Liquidation vs Procédure d'insolvabilité en Espagne : quand utiliser chaque voie

Arbre décisionnel pour choisir entre la liquidation volontaire et la procédure d'insolvabilité en Espagne : quand chacune s'applique, comparaison des coûts, délais, implications en matière de responsabilité des dirigeants, options de pre-pack et procédure pour microentreprises.

9 min de lecture

La décision la plus importante lors de la fermeture d’une entreprise

Lorsqu'une entreprise espagnole fait face à la perspective d'une fermeture, la première décision — et souvent la plus mal prise — est le choix entre la liquidation volontaire et la procédure d'insolvabilité. Ce choix détermine le coût du processus, la protection des dirigeants, la probabilité que les créanciers soient payés et la durée de l'ensemble de la procédure.

L’erreur la plus courante consiste à confondre fermeture et liquidation, et liquidation et insolvabilité, en traitant ces trois concepts comme interchangeables. Ils ne le sont pas. Et choisir la mauvaise voie par méconnaissance ou pour éviter la complexité de la procédure d’insolvabilité peut entraîner une responsabilité pénale pour les dirigeants et un endettement personnel dévastateur.

Ce guide fournit l’arbre décisionnel permettant de choisir la voie appropriée, avec une comparaison détaillée des coûts, des délais, des conséquences pour les dirigeants et des alternatives disponibles.


L’arbre décisionnel

La question déterminante n’est pas « est-ce que je veux fermer l’entreprise ? » mais « l’entreprise peut-elle régler l’ensemble de ses dettes exigibles avec ses actifs ? » :

L'entreprise peut-elle régler l'ensemble de ses dettes exigibles avec ses actifs ?

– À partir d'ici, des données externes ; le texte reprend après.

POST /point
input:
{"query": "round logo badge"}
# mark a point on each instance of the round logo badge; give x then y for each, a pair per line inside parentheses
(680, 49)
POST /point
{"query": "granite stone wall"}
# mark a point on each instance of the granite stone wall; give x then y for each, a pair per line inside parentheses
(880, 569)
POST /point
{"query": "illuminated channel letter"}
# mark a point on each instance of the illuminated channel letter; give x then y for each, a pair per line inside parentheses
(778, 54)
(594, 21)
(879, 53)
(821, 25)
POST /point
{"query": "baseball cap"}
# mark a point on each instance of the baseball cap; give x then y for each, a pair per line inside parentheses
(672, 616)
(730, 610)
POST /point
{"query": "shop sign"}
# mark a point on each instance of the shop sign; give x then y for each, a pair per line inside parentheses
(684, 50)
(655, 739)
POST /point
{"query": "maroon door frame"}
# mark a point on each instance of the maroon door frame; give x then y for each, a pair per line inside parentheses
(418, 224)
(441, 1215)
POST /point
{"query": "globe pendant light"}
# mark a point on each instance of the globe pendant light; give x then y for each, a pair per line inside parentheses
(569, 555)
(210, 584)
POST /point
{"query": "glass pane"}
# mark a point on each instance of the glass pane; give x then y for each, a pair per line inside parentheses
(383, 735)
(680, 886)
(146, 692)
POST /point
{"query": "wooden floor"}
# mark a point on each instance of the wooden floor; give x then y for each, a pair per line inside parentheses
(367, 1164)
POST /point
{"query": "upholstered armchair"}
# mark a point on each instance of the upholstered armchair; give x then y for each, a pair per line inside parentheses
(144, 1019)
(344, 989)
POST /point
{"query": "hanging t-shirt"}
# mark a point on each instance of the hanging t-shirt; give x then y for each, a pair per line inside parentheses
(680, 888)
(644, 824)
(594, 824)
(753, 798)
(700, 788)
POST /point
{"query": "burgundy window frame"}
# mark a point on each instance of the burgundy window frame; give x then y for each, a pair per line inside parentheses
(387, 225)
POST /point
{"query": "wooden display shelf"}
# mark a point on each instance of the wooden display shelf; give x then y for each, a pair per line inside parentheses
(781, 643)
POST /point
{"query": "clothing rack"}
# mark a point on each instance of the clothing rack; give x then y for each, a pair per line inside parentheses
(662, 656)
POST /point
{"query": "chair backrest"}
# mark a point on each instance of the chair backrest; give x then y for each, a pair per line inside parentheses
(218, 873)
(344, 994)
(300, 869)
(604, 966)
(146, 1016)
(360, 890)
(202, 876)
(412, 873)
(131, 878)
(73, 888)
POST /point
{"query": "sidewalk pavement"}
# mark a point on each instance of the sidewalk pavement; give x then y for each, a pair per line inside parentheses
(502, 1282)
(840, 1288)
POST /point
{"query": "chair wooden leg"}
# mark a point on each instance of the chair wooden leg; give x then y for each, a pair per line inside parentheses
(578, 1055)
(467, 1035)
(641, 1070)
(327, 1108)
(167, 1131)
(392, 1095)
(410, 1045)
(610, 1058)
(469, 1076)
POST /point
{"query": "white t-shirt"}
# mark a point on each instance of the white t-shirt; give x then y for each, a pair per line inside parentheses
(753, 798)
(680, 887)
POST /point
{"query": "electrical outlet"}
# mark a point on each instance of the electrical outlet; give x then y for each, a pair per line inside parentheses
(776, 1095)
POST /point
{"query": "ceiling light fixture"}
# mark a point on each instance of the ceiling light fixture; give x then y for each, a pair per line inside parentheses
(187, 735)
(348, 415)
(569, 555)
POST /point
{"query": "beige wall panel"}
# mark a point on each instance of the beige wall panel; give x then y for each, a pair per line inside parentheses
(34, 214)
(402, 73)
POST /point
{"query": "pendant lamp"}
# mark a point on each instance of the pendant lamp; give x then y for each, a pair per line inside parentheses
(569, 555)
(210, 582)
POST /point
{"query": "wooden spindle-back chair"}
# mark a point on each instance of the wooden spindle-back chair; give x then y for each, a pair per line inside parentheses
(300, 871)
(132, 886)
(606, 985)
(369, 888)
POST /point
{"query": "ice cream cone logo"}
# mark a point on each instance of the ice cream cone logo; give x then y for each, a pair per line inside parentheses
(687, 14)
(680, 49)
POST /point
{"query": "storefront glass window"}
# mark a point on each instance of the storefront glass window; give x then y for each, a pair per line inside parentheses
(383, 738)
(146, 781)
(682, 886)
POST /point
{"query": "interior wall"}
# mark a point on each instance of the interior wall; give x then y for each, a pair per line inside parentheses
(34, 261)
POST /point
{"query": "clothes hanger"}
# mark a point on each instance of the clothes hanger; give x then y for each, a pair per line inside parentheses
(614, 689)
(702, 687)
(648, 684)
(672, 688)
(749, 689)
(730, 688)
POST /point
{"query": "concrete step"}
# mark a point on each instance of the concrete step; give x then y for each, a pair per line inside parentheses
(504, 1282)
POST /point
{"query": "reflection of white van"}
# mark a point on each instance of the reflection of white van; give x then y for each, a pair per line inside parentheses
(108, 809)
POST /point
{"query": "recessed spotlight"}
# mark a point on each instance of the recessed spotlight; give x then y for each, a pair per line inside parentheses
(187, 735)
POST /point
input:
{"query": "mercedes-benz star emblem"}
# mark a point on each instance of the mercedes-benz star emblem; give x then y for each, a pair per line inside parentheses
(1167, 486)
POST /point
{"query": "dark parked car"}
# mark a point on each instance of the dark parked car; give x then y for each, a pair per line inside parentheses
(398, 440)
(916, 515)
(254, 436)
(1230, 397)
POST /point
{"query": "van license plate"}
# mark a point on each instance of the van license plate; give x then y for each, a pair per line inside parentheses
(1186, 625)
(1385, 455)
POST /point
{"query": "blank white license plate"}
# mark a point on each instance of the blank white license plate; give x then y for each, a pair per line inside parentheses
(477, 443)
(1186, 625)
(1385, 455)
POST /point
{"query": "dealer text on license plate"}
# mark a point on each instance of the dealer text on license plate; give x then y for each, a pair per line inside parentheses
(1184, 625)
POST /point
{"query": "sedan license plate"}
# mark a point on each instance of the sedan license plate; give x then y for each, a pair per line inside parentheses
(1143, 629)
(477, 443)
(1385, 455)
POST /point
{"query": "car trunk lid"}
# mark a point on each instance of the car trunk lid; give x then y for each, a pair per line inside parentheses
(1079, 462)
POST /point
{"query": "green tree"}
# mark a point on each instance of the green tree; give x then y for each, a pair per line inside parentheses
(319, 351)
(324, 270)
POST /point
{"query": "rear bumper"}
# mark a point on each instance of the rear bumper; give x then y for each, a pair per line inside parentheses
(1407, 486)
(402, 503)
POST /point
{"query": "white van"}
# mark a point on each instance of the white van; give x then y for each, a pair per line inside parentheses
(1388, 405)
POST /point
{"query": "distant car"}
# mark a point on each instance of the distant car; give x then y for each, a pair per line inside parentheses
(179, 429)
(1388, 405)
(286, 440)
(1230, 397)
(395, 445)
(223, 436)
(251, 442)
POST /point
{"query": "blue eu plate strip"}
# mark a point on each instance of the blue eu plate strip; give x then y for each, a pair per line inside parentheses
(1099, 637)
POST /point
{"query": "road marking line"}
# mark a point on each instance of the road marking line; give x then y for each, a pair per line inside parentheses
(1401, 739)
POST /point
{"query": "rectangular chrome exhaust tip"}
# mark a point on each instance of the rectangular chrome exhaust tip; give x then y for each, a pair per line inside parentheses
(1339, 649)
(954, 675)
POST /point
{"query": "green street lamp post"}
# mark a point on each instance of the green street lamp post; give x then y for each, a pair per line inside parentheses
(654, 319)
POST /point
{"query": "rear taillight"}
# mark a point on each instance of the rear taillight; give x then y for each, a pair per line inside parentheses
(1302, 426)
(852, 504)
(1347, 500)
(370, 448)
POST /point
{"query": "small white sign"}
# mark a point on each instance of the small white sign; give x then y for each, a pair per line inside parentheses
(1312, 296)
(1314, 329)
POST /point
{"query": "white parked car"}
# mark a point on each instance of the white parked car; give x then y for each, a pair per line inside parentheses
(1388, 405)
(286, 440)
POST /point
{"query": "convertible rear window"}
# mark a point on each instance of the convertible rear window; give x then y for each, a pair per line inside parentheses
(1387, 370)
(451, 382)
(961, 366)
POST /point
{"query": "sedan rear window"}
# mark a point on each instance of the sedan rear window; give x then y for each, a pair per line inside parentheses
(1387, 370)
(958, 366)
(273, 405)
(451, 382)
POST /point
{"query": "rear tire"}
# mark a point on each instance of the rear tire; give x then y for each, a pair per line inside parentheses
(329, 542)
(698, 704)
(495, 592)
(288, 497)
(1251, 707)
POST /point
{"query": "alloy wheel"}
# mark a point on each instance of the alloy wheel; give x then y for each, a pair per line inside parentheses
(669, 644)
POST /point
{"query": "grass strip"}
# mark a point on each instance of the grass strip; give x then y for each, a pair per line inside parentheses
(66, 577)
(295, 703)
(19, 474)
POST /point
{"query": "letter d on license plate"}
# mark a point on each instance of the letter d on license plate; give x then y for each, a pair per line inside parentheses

├── OUI → Dissolution volontaire + liquidation ordonnée
│          (voie extrajudiciaire, sans intervention du tribunal)

└── NON → Le passif total est-il inférieur à 1 million d'euros ?

           ├── OUI → Procédure pour microentreprises (TRLC)
           │          (procédure judiciaire simplifiée, plus rapide et moins coûteuse)

           └── NON → Existe-t-il une possibilité réaliste d'accord de refinancement ?

                      ├── OUI → Notification de pré-insolvabilité (Art. 583 TRLC)
                      │          → Accord extrajudiciaire ou Plan de restructuration

                      └── NON → Procédure d'insolvabilité volontaire
                                 → Concordat ou Liquidation judiciaire

Liquidation volontaire : quand et comment

Quand c’est la voie appropriée

La liquidation volontaire est la voie appropriée lorsque :

  • Les capitaux propres de l’entreprise sont positifs (actifs > passifs).
  • L’entreprise peut régler l’ensemble de ses dettes avec ses actifs, même si un certain temps est nécessaire pour les réaliser de manière ordonnée.
  • La décision de fermeture est volontaire ou imposée par des causes objectives de dissolution (Art. 363 LSC), mais non par l’insolvabilité.

Le piège le plus courant : une entreprise avec de nombreuses dettes qui estime pouvoir les régler en vendant ses actifs. Si au cours du processus de liquidation il apparaît que les actifs sont insuffisants pour couvrir les passifs — c’est-à-dire qu’il existe un état d’insolvabilité — les liquidateurs doivent immédiatement demander l’ouverture d’une procédure d’insolvabilité. Poursuivre la liquidation dans ces circonstances engage une responsabilité grave.

Le processus

  1. Résolution de dissolution en assemblée générale (majorité des deux tiers dans une SL).
  2. Inscription de la dissolution au Registro Mercantil.
  3. Nomination des liquidateurs (généralement les dirigeants en fonction).
  4. Inventaire et bilan de liquidation.
  5. Règlement des dettes selon l’ordre de priorité légal.
  6. Distribution des actifs restants entre les associés.
  7. Acte authentique d’extinction et radiation au registre.

Avantages

  • Pas de juge ni d’administrateur judiciaire.
  • Davantage de contrôle et de confidentialité.
  • Délais plus courts (3 à 12 mois) si le bilan est assaini.
  • Coût significativement inférieur.

Inconvénients

  • Ne suspend pas les actions d’exécution individuelles des créanciers pendant la liquidation.
  • En présence de dettes contestées ou inconnues, le risque de responsabilité du liquidateur est élevé.
  • Ne permet pas le « nouveau départ » pour le débiteur individuel qu’offre la procédure d’insolvabilité.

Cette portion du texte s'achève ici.